Alexander A. Reinert, Assistant Professor of Law, Benjamin N. Cardozo School of Law, has published a meticulously researched article that examines effects of the heightened pleading requirements under recent United States Supreme Court jurisprudence.

Entitled “The Costs of Heightened Pleading”, the article appears in the Winter 2011 issue of the Indiana Law Journal ( 86 Ind. L.J. 119).

Professor Reinert observes that Twombly v. Bell Atlantic Corp., 550 U.S. 544 (2007) and Ashcroft v.

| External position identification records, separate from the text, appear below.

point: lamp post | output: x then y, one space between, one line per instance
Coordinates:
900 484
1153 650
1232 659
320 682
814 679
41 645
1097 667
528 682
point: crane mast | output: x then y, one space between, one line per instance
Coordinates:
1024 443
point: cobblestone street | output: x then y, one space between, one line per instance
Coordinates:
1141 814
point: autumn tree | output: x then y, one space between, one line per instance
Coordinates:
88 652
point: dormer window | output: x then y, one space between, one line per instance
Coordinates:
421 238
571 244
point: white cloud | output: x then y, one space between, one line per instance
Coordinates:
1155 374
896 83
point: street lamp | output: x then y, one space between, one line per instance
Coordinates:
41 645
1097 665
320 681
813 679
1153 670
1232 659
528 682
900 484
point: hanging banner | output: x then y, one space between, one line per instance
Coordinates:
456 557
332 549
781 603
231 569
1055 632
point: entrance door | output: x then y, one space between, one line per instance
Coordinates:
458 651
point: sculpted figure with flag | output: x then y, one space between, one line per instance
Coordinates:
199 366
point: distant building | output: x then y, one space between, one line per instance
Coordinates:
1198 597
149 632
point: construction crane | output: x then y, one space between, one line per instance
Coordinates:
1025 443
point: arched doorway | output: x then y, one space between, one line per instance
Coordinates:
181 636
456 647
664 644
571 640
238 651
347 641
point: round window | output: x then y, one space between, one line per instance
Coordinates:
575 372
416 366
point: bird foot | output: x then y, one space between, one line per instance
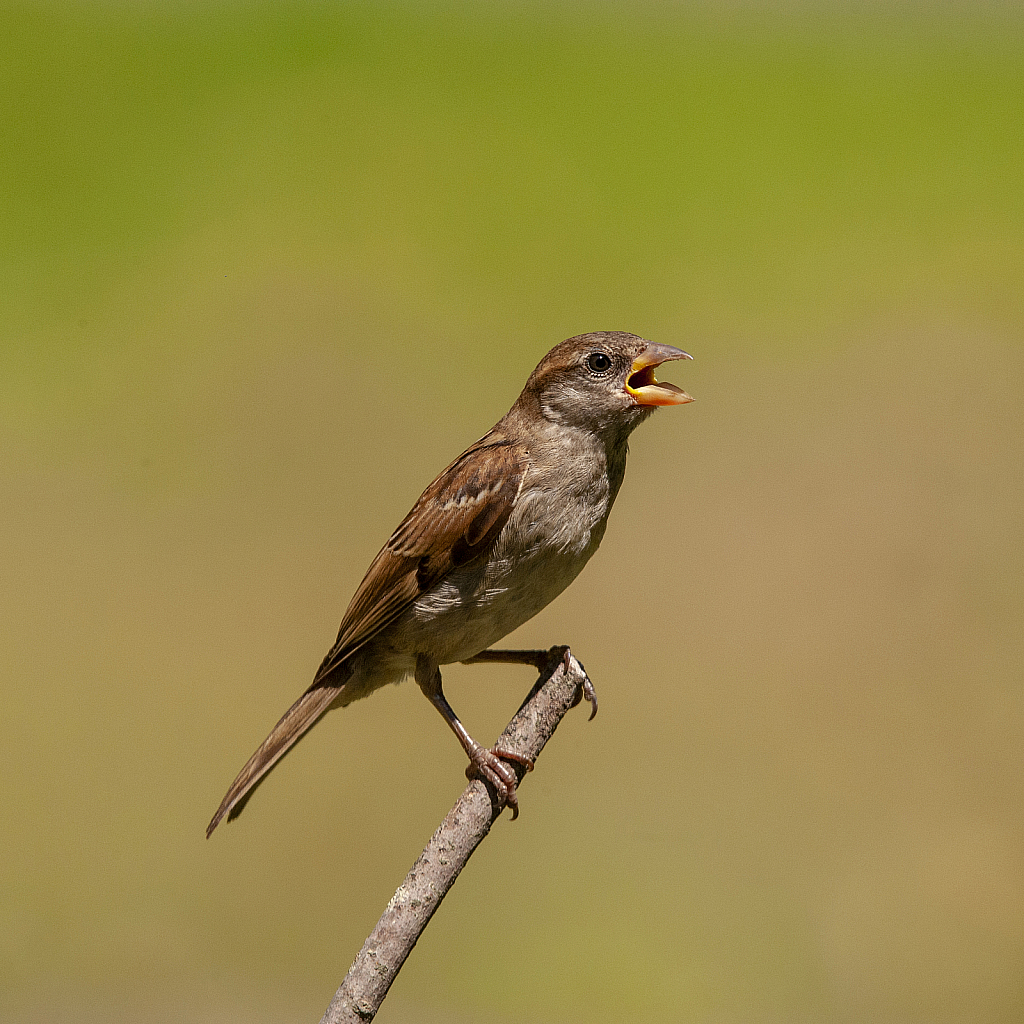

Iqbal, 129 S. Ct. 1937 (2009) have created a pleading standard that “heightens attention to ‘conclusory’ pleading, treats state of mind allegations in a manner at odds with prior precedent, and encourages lower courts to apply their own  intuitions to decide whether a plaintiff’s legal claims and allegations are sufficient to proceed to discovery.”

Have these developments aided judicial economy and the cause of justice by eliminating a measurable number of meritless claims?  Through a carefully designed research project, this work parses  ”empirical data to question the widespread assumptions about the costs and benefits of heightened pleading.”   This work illustrates a gap in the supposed link between the heightened pleading standards and filtering of meritorious claims.

Nor does the heightened pleading standard come without costs. In this regard, the author suggests “a heightened pleading standard may function in the same way that randomized dismissal would, amounting to a radical departure from pleading standards that few would find satisfactory.”

See, Reinert, Alex A., The Costs of Heightened Pleading (August 16, 2010). Indiana Law Journal, Vol. 86, 2011; Cardozo Legal Studies Research Paper No. 307.